There is a fairy tale that circulates the internet that Echinacea loses its effectiveness over time. The fable is based on the erroneous interpretation of a German study graph that showed that the number of active immune cells in blood dropped from day 6 to day 10 after beginning to take Echinacea. If arm-chair scientists could have read the German language they would have seen that the immune cell count started to drop on day 6 because the subjects stopped taking the Echinacea on day 5.
How Does Echinacea Affect Our Immune System?
In healthy young-adult mice, an extract of E. purpurea root (equivalent to a human dose) stimulated Natural Killer cell (NK) production by bone marrow in the first seven days, which resulted in significantly higher levels (around 25 percent more) of NK cells in the spleen by two weeks. In addition, the “helper” or accessory cells for NK cells, the monocytes, were also around 25 percent more numerous in both the bone marrow and spleens of mice consuming echinacea.
Natural Killer cells generally decline in number and function with age, and this is thought to be one factor behind the increase of various cancers and infections with age. Experiments conducted in healthy, elderly mice found that two weeks of oral doses of echinacea returned NK cell numbers in bone marrow and spleen to the levels of young adults and also resurrected the function of these cells.2 Echinacea may be our best natural protection against cancer.

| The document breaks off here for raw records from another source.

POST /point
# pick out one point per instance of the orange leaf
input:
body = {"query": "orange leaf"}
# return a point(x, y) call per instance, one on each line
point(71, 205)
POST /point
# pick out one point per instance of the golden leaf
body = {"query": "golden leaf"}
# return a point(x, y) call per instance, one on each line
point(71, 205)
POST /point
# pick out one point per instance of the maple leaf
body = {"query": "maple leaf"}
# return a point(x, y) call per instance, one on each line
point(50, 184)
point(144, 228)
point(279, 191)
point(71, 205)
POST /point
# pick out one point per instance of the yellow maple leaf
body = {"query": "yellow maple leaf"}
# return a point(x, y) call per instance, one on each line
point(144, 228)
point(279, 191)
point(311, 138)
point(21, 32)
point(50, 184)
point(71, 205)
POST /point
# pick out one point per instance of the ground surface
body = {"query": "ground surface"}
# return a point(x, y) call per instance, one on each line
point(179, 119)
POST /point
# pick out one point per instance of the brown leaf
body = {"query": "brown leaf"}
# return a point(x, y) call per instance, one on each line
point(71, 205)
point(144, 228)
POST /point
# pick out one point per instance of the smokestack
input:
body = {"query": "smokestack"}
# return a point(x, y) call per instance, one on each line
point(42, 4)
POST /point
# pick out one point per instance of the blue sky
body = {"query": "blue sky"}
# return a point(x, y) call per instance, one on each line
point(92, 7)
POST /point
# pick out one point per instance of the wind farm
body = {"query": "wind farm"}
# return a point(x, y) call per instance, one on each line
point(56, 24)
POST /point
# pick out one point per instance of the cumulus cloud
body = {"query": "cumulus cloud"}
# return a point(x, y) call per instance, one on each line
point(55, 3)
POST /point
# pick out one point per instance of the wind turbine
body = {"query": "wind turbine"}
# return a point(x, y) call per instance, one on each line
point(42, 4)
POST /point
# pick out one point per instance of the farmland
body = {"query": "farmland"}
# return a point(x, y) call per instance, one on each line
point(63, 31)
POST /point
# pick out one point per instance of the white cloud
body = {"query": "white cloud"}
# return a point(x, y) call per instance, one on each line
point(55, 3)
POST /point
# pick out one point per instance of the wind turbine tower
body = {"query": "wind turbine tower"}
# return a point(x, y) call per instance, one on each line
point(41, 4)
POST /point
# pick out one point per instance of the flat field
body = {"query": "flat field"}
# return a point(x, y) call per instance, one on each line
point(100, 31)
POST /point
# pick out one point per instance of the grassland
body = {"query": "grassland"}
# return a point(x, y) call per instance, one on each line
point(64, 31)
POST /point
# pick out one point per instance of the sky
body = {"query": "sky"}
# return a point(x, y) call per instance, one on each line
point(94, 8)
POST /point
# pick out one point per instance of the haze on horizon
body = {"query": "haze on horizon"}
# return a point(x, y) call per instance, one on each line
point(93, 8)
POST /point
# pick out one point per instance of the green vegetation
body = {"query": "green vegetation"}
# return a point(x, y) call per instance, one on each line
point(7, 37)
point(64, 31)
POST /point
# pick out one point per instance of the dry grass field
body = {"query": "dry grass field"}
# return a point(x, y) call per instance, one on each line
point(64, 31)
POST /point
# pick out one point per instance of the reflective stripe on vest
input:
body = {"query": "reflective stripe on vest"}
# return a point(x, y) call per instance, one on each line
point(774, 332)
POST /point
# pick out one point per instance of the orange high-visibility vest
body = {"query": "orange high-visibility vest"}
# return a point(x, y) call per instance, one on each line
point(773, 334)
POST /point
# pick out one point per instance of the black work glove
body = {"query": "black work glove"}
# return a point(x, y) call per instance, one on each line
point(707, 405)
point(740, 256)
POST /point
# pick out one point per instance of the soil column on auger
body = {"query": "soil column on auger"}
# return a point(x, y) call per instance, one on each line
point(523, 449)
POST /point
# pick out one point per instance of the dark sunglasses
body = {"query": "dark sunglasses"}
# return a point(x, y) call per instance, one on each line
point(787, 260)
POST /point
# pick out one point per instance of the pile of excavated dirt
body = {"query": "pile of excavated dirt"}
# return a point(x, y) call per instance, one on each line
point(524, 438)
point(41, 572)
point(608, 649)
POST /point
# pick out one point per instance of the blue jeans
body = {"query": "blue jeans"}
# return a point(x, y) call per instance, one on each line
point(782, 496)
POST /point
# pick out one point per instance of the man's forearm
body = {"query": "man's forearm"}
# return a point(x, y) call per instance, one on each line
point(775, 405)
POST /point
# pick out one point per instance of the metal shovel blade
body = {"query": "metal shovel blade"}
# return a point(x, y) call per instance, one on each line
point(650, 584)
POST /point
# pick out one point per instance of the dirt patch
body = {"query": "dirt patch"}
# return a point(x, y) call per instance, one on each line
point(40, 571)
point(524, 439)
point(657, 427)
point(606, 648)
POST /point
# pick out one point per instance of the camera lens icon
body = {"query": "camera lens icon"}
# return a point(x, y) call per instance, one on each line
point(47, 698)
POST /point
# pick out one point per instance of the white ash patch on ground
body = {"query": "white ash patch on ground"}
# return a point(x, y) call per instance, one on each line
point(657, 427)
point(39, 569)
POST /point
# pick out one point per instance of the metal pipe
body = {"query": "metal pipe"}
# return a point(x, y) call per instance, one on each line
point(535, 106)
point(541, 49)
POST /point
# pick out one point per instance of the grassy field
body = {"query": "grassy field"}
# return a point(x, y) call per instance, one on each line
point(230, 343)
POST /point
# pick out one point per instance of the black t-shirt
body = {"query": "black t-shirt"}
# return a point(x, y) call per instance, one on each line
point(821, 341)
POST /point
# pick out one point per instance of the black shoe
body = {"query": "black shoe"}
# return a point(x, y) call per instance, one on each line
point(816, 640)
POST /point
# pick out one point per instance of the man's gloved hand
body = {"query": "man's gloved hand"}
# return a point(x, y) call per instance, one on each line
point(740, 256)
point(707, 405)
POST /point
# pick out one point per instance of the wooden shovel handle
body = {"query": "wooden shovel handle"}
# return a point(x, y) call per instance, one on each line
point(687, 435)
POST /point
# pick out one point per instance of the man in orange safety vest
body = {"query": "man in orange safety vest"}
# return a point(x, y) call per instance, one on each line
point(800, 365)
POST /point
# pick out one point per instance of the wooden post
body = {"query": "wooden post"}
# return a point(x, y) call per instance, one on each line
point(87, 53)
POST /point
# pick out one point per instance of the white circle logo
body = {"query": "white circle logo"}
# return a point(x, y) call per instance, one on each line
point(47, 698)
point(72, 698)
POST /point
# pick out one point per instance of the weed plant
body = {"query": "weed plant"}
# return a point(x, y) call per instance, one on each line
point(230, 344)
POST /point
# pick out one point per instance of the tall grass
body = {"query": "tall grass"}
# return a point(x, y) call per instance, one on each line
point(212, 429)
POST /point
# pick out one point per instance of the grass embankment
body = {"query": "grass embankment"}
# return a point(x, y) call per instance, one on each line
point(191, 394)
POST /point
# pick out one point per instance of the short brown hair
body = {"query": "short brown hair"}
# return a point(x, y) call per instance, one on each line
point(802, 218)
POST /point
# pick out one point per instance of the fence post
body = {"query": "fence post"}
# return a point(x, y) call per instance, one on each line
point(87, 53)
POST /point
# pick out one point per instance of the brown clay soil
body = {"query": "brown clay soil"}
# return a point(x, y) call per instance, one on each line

What Surprising Discovery Was Also Made With Echinacea?
As we discussed last week, one of the persistent controversies about echinacea is whether it is safe to be taken consistently for long periods of time. According to researchers, the answer, at least in mice, is definitely YES. Mice were fed E. purpurea root from seven weeks of age to 13 months.3 Long-term use of echinacea root not only NOT detrimental, but distinctly beneficial. By 13 months of age, 46% of the control mice fed the standard chow were still alive, compared to a whopping 74% percent of those mice consuming Echinacea root. Echinacea, through either its effect on immunity or through some other mechanism, appears to prolong lifespan. Are you taking Echinacea daily?
1. Matthias A, Addison RS, Penman KG, et al. Echinacea alkamide disposition and pharmacokinetics in humans after tablet ingestion. Life Sciences, 2005;77:2018-2029.
2. Currier NL, Miller SC. Natural killer cells from aging mice treated with extracts from Echinacea purpurea are quantitatively and functionally rejuvenated. Exp Gerontol, 2000;35(5):627-639.
3. Brousseau M, Miller SC. Enhancement of natural killer cells and increased survival of aging mice fed daily echinacea root extract from youth. Biogerontology, 2005;6(3):157-163.